In a speech made to Parliament yesterday, the Hon. Malcolm Turnbull said the draft decision by the competition watchdog, the ACCC, to approve the $800m deal between National Broadband Network Co and Optus, where the latter will decommission its hybrid coaxial network (HFC) and move 400,000 broadband customers over to the NBN, as “a thoroughly unconvincing and contradictory document.”

Read: NBN-Optus $800M Deal Green Light

In fact, Turnbull reckons the ACCC is playing silly beggars with the NBN Co (and Optus), and will reverse the decision to allow Australia’s telco No. 2 to shift to the high speed fibre network, which it said delivered “clear and quantifiable” public benefits Tuesday last.

The Australian Competition and Consumer Commission said the Optus-NBN Co HFC Agreement removes a “potentially significant” fixed line competitor to the NBN, it admitted Tuesday, but conceded Optus was unlikely to invest further in faster broadband services for its customers.

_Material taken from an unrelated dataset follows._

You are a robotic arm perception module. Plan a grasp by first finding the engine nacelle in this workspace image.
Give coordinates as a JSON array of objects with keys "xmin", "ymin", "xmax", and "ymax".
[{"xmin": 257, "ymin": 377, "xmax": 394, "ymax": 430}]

NBN Co and Telstra signed a similar deal earlier this year, worth $11 bn in total.

Optus’ existing HFC network would only provide a “close substitute” to the NBN for customers seeking low speed broadband, ACCC Chairman Richard Sims also noted.

“So unconvincing is the draft determination that one shrewd observer of the NBN saga suggested to me that it was a draft determination designed to be reversed following the period of public consultation,” Turnbull, Liberal MP East Sydney told Parliament.

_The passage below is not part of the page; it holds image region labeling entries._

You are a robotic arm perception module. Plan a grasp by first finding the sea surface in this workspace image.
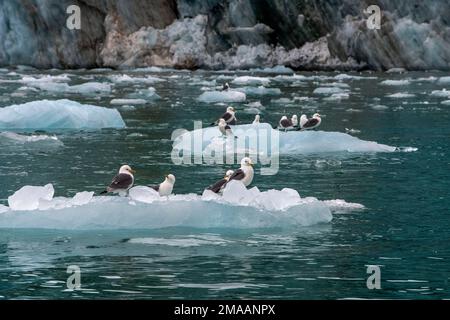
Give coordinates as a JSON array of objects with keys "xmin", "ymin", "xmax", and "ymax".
[{"xmin": 0, "ymin": 67, "xmax": 450, "ymax": 299}]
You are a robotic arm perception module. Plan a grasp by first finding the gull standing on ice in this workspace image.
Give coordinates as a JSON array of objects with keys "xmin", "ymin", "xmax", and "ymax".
[
  {"xmin": 211, "ymin": 106, "xmax": 237, "ymax": 126},
  {"xmin": 225, "ymin": 157, "xmax": 254, "ymax": 187},
  {"xmin": 100, "ymin": 165, "xmax": 136, "ymax": 195},
  {"xmin": 298, "ymin": 113, "xmax": 322, "ymax": 130},
  {"xmin": 219, "ymin": 119, "xmax": 237, "ymax": 138},
  {"xmin": 150, "ymin": 174, "xmax": 175, "ymax": 197},
  {"xmin": 207, "ymin": 170, "xmax": 234, "ymax": 193},
  {"xmin": 278, "ymin": 114, "xmax": 298, "ymax": 131}
]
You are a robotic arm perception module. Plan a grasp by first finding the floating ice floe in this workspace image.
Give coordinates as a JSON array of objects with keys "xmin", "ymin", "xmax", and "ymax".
[
  {"xmin": 0, "ymin": 181, "xmax": 364, "ymax": 230},
  {"xmin": 128, "ymin": 87, "xmax": 161, "ymax": 100},
  {"xmin": 431, "ymin": 89, "xmax": 450, "ymax": 98},
  {"xmin": 0, "ymin": 99, "xmax": 125, "ymax": 129},
  {"xmin": 234, "ymin": 86, "xmax": 281, "ymax": 96},
  {"xmin": 438, "ymin": 76, "xmax": 450, "ymax": 84},
  {"xmin": 313, "ymin": 87, "xmax": 347, "ymax": 94},
  {"xmin": 249, "ymin": 66, "xmax": 294, "ymax": 74},
  {"xmin": 0, "ymin": 131, "xmax": 64, "ymax": 149},
  {"xmin": 28, "ymin": 82, "xmax": 111, "ymax": 94},
  {"xmin": 232, "ymin": 76, "xmax": 270, "ymax": 85},
  {"xmin": 172, "ymin": 123, "xmax": 412, "ymax": 159},
  {"xmin": 109, "ymin": 74, "xmax": 166, "ymax": 84},
  {"xmin": 198, "ymin": 90, "xmax": 247, "ymax": 102},
  {"xmin": 370, "ymin": 104, "xmax": 389, "ymax": 111},
  {"xmin": 334, "ymin": 73, "xmax": 377, "ymax": 80},
  {"xmin": 325, "ymin": 92, "xmax": 350, "ymax": 101},
  {"xmin": 381, "ymin": 80, "xmax": 411, "ymax": 86},
  {"xmin": 386, "ymin": 92, "xmax": 416, "ymax": 99},
  {"xmin": 109, "ymin": 99, "xmax": 147, "ymax": 105}
]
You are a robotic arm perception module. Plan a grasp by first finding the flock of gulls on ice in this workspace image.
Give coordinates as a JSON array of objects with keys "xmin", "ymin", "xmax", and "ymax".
[{"xmin": 101, "ymin": 83, "xmax": 322, "ymax": 196}]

Turnbull, a long time sworn enemy of Labor’s $36 bn (which actually costs far more if Turnbull is to be believed) NBN project, labelled it as “anti-competitive,” arguing there will be zero broadband competition in an NBN world, when this isn’t quite the case – all telco’s and several newbies will still be selling rival broadband services albeit from one fast network.

“In the socialist paradise of Julia Gillard’s Australia the government is building a massive new fixed line telecommunications monopoly and, just in case there would be any competition with it, the government is paying Telstra and Optus to decommission their HFC networks as well as paying Telstra to decommission its copper network.”

And the Shadow Comms Minister also reckons Optus and other telcos should maintain the HFC network over a high speed fibre network, despite the ACCC findings to the contrary.

 

“The truth is that everywhere in the world HFC cable networks are providing very high-speed broadband and real, effective, commercial competition with fibre-to-the-premises networks, fibre-to-the-node networks and various variations on those two.”

 He also condemned the recent $3.6 million advertising spend by NBN Co as “quite heroic.”